I didn’t even talk to them when the people from Rutherford came to get me.  I didn’t say bye, didn’t tell them I loved them, nothing.  But neither did they.  I think that’s what hurt me the most, them not saying goodbye to me since I wouldn’t be seeing them for God knows how long.  It made me realize just how much I had now that my life had gone downhill.

Nothing. 

With that realization, I just stopped.  I stopped caring about them, about myself, and about what my life was going to be like now.  I just didn’t care.  I felt as if no one was going to care what happened to me.  So if they weren’t, why should I?

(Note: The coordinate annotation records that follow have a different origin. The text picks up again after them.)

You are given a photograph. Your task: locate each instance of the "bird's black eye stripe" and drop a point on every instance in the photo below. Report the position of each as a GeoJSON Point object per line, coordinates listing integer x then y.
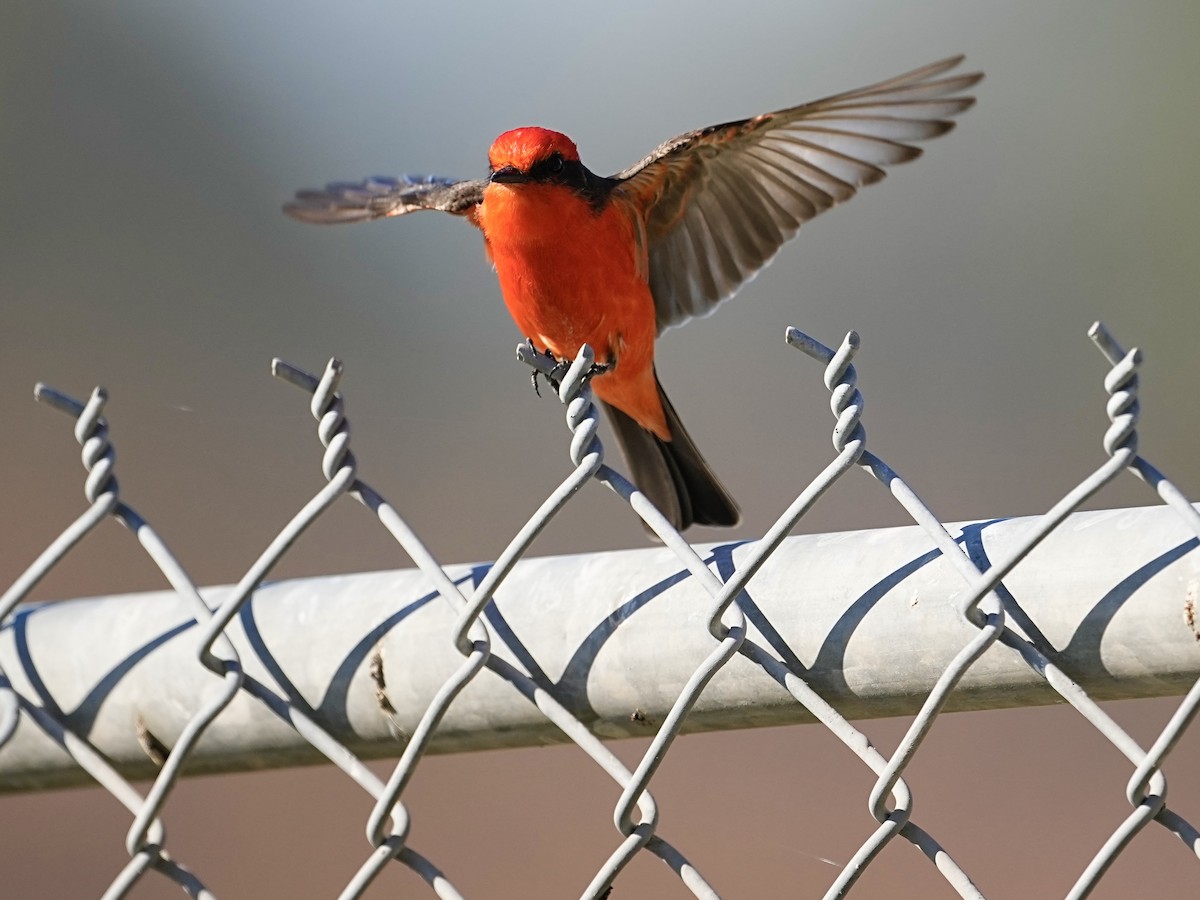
{"type": "Point", "coordinates": [556, 168]}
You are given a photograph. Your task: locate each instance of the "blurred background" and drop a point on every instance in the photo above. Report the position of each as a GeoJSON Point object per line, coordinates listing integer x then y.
{"type": "Point", "coordinates": [145, 151]}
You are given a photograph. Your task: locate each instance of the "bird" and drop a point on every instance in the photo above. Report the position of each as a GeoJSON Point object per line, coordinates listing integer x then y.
{"type": "Point", "coordinates": [615, 262]}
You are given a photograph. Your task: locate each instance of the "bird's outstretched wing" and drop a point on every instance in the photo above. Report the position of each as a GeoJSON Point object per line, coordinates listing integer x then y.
{"type": "Point", "coordinates": [723, 201]}
{"type": "Point", "coordinates": [378, 197]}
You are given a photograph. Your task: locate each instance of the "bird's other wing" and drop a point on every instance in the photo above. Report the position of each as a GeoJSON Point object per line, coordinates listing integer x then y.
{"type": "Point", "coordinates": [720, 202]}
{"type": "Point", "coordinates": [378, 197]}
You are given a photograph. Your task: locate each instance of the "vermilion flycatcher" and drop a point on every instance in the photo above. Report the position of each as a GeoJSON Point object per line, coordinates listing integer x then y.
{"type": "Point", "coordinates": [613, 262]}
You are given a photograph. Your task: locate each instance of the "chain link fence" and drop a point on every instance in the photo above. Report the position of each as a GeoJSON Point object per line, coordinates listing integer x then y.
{"type": "Point", "coordinates": [235, 697]}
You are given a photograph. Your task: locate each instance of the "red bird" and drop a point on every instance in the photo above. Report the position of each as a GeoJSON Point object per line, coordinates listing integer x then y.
{"type": "Point", "coordinates": [613, 262]}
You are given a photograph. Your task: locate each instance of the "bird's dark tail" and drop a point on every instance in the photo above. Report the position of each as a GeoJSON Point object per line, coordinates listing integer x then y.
{"type": "Point", "coordinates": [672, 473]}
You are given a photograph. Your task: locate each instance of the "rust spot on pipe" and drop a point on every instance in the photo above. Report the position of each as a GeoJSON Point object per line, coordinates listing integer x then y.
{"type": "Point", "coordinates": [381, 683]}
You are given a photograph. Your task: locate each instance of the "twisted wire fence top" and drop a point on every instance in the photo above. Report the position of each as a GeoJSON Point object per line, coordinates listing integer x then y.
{"type": "Point", "coordinates": [732, 627]}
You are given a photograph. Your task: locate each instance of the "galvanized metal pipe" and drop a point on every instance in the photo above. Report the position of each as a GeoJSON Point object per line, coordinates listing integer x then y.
{"type": "Point", "coordinates": [865, 617]}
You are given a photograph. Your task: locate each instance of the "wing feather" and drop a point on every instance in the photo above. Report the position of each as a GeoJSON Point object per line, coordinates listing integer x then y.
{"type": "Point", "coordinates": [723, 201]}
{"type": "Point", "coordinates": [378, 197]}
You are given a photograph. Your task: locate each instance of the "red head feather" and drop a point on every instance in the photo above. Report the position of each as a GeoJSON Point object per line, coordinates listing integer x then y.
{"type": "Point", "coordinates": [521, 148]}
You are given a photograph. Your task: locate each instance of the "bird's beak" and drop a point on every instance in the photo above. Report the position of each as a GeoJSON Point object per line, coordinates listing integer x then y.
{"type": "Point", "coordinates": [509, 175]}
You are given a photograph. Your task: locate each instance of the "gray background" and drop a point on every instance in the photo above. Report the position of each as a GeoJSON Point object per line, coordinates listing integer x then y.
{"type": "Point", "coordinates": [145, 150]}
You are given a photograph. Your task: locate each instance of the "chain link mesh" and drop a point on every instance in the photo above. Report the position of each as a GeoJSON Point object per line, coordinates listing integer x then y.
{"type": "Point", "coordinates": [981, 603]}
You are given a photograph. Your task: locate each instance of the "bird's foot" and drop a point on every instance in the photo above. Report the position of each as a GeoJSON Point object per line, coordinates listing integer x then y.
{"type": "Point", "coordinates": [558, 369]}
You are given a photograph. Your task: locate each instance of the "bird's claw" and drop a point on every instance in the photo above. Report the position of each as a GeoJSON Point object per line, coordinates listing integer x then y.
{"type": "Point", "coordinates": [559, 369]}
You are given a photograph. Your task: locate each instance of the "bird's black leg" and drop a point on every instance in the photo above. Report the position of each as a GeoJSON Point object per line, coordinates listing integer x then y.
{"type": "Point", "coordinates": [559, 369]}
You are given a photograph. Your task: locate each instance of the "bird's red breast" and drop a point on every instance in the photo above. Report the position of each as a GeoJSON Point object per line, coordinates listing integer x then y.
{"type": "Point", "coordinates": [574, 271]}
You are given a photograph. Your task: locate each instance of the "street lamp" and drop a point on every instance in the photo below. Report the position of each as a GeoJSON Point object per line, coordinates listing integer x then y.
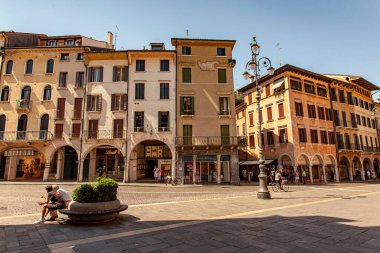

The male nurse who was pushing me stopped at the side of the door to the white van so the other could open it.  Once it was open, he wheeled me up the little ramp that went up into the back of the van.  The wheels locked into place and they shut the door.  I closed my eyes, leaning my head down.

I didn’t open my eyes for the entire drive.  I was guessing it had been about an hour when I felt the van come to a stop.  Hearing the front doors open and close and then the one beside me slide open, I still didn’t open my eyes.  I didn’t want to see where I was going. 

My wheelchair was being jostled around and then I was being wheeled down the ramp until I heard it hit pavement.  My eyes were still closed and I didn’t plan on opening them any time soon. 

When I knew we were inside, the first thing that I heard was a far off scream.  My eyes immediately filled with tears at the realization that I was really and truly here at Rutherford Institution.  I was here because my family and the doctors all thought I was crazy.  I wasn’t crazy, though.  I know what I saw.

There was the sound of a door opening and I felt a breeze of cool air make goosebumps rise on my skin.   The wheelchair stopped and I still didn’t open my eyes. 

That was until I heard a voice in front of me. 

“Hello, Lola,” a male voice said. 

I looked up to see a man who looked like he was in his early fifties.  He had on black-rimmed glasses and had salt-and-pepper hair.  He was dressed in khakis, a dark blue polo shirt, and worn a white doctor’s coat over it.  My eyes widened when I saw the name on his nametag. 

“You’re Dr. Fitzpatrick,” I said.  “My parents were talking about you.”

He smiled at me.  He seemed nice enough.  “Yes, I’m Dr. Fitzpatrick,” he said.